Hundreds of protesters have occupied the site for more than two years in an attempt to prevent new mining in the area.
Police began dismantling parts of the camp Wednesday after a court order to evict the protesters came into effect.
The activists, some of whom have built treehouses in an attempt to avoid eviction, responded to the intervention by throwing fireworks and rocks towards police.
Protesters are attempting to block the expansion of the open-cast Garzweiler lignite mine, operated by German energy company RWE. They moved into the village of Lutzerath, near the Dutch border, whose residents were relocated.
RWE plans to bulldoze the remaining buildings in the town for the mine’s construction.
Russia’s invasion of Ukraine has triggered an energy crisis across Europe. In an attempt to secure an alternative fuel source to Russian gas, Germany’s government has approved short-term coal use.

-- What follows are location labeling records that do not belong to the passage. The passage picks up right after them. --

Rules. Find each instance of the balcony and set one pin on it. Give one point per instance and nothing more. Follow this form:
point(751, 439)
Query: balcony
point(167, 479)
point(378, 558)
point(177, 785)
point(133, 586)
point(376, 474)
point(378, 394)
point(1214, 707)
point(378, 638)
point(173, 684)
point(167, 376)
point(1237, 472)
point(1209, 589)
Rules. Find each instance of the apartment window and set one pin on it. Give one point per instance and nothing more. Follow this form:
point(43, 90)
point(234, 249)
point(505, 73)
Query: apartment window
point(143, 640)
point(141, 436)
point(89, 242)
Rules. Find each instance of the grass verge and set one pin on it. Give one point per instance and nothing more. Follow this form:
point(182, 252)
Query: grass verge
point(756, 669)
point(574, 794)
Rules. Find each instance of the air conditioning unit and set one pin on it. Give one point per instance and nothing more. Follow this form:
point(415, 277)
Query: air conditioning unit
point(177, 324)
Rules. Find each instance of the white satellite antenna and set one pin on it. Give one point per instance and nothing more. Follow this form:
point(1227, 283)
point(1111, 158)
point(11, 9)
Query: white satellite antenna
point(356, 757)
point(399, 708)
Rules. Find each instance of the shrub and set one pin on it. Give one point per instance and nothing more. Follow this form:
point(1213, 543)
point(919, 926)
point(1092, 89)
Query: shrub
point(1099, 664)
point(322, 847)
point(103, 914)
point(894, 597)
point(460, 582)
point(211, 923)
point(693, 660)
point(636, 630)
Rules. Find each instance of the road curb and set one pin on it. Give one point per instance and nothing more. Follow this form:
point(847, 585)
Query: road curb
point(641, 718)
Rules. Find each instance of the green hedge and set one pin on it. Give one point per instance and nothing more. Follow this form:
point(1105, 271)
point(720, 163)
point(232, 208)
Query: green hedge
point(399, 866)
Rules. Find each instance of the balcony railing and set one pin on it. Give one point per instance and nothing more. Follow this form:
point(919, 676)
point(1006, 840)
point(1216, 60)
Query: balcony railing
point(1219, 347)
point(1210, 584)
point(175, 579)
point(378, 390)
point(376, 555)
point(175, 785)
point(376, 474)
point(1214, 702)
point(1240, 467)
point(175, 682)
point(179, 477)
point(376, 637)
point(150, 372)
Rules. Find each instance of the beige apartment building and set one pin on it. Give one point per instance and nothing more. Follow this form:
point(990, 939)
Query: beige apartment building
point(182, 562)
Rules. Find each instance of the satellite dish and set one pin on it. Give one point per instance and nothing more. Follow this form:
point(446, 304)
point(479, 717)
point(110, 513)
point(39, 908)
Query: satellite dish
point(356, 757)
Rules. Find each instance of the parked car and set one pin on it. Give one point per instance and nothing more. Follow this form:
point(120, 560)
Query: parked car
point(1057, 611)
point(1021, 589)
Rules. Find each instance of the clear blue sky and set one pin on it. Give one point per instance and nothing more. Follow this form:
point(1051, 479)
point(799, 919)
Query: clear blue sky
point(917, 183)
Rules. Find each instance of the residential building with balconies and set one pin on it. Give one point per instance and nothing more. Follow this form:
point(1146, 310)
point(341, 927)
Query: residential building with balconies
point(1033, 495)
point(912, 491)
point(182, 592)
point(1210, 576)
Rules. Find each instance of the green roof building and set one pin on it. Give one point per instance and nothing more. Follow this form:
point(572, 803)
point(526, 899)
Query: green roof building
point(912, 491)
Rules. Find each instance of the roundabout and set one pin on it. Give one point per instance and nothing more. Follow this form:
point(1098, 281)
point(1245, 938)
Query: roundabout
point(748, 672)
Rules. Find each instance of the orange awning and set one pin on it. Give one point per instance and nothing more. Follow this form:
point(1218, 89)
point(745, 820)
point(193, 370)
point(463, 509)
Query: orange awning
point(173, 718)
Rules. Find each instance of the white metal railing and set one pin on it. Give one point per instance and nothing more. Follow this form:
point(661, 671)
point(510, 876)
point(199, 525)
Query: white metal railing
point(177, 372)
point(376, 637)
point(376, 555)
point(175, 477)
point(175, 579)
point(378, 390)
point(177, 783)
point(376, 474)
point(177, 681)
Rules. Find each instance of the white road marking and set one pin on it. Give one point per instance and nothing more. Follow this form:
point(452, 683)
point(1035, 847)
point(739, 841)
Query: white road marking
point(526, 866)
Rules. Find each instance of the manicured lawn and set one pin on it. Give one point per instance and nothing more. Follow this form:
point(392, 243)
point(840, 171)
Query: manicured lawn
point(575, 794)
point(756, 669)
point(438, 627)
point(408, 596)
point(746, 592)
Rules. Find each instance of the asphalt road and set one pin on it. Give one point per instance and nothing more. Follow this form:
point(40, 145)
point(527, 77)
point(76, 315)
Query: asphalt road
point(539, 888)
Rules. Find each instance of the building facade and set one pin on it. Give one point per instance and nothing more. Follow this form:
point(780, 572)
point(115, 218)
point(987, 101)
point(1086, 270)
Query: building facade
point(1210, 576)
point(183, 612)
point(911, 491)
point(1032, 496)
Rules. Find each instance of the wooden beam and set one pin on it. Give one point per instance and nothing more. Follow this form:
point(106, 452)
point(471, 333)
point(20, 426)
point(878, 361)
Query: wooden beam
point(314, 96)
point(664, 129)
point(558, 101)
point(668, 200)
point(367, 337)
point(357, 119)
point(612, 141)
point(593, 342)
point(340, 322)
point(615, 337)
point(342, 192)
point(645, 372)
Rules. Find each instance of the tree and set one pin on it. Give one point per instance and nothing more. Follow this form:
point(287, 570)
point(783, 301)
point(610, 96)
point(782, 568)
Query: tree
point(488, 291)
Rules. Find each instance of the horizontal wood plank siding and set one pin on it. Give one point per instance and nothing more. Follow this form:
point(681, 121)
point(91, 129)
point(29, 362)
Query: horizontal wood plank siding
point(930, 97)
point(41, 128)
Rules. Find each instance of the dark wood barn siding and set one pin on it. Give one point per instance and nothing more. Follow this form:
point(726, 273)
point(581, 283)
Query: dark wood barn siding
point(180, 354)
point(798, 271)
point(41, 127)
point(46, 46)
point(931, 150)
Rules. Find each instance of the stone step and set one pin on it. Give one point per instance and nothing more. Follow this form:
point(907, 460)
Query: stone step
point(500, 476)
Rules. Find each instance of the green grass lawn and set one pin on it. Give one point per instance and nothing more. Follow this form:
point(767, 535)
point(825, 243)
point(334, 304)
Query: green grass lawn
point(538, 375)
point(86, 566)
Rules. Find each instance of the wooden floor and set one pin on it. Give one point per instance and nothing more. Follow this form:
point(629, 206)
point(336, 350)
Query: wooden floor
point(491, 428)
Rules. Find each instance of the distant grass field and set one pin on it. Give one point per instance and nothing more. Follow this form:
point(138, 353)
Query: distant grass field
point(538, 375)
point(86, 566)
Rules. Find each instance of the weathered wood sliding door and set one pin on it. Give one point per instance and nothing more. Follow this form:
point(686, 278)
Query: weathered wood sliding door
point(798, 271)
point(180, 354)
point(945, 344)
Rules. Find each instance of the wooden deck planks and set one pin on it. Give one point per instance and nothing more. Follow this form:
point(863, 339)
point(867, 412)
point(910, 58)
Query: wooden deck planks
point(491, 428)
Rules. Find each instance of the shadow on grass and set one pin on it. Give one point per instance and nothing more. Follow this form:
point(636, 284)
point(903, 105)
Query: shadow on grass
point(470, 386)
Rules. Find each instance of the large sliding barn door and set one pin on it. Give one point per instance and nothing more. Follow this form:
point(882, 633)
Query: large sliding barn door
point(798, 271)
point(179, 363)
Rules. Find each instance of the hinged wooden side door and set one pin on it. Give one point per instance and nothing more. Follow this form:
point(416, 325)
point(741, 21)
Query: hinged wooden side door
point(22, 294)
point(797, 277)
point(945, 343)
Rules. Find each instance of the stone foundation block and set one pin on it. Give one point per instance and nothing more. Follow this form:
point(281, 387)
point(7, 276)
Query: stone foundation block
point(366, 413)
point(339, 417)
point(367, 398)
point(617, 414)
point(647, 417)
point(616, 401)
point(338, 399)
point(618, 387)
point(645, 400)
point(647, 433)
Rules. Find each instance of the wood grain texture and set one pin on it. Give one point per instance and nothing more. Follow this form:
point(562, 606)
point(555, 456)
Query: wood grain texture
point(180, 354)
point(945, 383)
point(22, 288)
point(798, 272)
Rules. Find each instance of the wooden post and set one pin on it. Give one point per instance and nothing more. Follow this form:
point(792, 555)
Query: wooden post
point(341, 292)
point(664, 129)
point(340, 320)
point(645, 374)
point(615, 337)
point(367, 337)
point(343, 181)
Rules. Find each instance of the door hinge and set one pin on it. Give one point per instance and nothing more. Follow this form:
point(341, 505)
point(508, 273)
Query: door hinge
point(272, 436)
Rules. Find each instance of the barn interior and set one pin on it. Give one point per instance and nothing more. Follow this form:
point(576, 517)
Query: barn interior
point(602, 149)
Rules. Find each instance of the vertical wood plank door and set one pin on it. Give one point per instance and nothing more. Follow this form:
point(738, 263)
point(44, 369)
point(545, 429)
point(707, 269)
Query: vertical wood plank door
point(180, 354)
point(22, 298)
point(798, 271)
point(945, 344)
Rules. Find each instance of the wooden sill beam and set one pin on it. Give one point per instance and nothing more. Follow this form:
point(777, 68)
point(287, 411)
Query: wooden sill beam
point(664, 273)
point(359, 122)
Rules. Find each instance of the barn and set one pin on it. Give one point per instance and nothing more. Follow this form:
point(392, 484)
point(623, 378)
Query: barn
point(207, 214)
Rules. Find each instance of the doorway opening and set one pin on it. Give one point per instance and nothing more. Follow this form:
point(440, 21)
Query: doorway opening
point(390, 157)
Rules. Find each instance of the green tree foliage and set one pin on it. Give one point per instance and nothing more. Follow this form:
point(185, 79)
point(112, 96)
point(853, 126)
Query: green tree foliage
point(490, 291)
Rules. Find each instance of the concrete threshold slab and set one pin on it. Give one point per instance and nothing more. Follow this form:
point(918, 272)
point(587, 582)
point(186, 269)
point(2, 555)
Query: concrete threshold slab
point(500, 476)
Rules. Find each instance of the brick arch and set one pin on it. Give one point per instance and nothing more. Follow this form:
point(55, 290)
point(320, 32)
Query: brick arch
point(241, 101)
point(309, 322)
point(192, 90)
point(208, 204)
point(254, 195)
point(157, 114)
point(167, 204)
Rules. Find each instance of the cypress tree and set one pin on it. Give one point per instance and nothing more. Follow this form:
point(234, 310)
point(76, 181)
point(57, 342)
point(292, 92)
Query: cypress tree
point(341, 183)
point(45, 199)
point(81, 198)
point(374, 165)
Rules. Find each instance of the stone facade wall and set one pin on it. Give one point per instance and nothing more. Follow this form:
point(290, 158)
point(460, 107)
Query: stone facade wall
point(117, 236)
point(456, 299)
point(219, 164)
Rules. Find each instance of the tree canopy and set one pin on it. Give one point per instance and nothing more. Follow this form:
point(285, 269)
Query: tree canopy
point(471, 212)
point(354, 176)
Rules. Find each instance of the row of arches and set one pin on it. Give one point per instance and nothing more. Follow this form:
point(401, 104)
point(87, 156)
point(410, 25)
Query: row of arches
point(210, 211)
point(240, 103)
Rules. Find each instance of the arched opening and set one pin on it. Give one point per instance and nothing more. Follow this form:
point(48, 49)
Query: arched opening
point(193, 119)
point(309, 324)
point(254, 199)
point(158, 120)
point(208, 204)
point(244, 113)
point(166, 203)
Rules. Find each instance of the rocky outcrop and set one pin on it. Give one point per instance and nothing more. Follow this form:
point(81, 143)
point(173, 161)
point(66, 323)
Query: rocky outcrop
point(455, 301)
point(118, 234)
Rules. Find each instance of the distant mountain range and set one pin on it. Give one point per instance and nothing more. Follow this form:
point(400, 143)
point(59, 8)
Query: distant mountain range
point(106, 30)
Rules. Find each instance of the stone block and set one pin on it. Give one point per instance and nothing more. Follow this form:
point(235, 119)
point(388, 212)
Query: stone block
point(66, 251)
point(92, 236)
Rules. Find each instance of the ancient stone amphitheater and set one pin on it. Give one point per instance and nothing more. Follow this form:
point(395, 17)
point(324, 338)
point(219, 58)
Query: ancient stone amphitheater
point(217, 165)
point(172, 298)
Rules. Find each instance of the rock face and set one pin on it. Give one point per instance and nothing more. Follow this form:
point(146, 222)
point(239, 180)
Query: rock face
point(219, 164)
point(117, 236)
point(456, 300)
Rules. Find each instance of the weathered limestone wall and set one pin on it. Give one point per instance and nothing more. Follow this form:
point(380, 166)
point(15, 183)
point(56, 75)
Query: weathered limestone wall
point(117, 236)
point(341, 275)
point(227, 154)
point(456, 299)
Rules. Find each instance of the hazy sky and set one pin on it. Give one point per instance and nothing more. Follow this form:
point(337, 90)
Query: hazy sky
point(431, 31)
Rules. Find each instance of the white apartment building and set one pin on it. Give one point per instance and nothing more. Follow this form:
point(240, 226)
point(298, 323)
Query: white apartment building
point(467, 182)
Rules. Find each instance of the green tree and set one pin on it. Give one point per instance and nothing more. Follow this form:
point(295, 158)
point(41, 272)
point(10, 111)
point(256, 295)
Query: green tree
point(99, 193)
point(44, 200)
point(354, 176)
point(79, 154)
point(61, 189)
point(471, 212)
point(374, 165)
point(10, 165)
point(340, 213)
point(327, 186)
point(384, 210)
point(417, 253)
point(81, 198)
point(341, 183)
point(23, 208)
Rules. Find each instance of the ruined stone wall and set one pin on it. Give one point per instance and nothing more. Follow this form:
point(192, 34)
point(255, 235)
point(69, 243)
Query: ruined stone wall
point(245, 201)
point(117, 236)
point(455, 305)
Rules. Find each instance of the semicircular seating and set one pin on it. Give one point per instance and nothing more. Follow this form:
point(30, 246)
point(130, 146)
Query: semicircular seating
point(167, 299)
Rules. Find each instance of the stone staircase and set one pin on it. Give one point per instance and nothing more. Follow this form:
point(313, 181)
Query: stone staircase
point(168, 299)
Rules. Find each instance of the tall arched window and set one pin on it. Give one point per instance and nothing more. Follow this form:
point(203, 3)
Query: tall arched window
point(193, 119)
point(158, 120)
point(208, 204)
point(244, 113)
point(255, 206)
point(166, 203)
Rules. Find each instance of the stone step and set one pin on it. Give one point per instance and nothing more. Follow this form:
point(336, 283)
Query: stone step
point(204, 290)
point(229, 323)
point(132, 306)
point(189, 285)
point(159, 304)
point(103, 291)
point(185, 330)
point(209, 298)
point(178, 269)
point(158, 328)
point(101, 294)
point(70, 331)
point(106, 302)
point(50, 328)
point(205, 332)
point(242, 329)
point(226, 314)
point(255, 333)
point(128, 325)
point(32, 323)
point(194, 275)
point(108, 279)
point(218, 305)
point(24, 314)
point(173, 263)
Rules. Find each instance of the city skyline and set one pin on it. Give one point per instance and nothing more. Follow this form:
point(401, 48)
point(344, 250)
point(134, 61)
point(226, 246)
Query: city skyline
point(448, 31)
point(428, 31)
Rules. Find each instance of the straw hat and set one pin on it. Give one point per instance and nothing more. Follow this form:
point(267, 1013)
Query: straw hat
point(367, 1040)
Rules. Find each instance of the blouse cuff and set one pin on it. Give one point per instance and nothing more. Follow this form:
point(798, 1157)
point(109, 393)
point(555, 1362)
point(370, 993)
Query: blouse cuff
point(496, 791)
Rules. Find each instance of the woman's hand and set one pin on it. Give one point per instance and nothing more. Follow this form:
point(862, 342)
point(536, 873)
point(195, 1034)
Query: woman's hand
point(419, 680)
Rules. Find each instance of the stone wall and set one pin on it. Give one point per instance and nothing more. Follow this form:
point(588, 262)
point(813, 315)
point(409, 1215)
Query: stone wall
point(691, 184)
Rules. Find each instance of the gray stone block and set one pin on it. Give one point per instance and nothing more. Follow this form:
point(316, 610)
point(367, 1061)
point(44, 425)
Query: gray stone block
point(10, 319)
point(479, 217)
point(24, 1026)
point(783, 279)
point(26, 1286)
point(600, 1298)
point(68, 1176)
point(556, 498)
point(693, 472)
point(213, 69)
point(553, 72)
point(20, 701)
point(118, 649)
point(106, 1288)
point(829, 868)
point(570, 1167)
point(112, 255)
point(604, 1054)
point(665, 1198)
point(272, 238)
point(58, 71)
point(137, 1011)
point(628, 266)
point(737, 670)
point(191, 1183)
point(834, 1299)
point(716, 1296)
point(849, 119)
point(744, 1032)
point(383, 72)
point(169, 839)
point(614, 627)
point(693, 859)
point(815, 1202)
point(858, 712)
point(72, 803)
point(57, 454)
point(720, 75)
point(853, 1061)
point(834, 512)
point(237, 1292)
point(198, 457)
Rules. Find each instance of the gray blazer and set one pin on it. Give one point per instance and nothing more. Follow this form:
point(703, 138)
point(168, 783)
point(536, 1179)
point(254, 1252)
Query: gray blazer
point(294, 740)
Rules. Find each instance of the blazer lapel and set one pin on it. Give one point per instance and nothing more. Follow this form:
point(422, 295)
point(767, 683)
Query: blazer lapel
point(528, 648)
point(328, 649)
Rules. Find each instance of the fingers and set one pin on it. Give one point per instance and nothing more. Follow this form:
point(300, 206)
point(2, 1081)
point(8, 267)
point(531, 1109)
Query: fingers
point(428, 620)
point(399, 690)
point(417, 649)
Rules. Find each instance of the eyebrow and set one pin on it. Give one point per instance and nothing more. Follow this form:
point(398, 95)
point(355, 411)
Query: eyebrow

Its move to green-light the mine’s expansion runs counter to promises by Chancellor Olaf Scholz’s coalition to phase out coal.
Speaking to the Guardian, an unnamed activist from Berlin said: “We have the willpower to stay here for as long as it takes, and provisions to last us for at least six weeks. We don’t talk about the risk to our lives, we’re beyond thinking that, but I know that everyone here has it in the back of their minds but thinks inaction would be much, much worse.”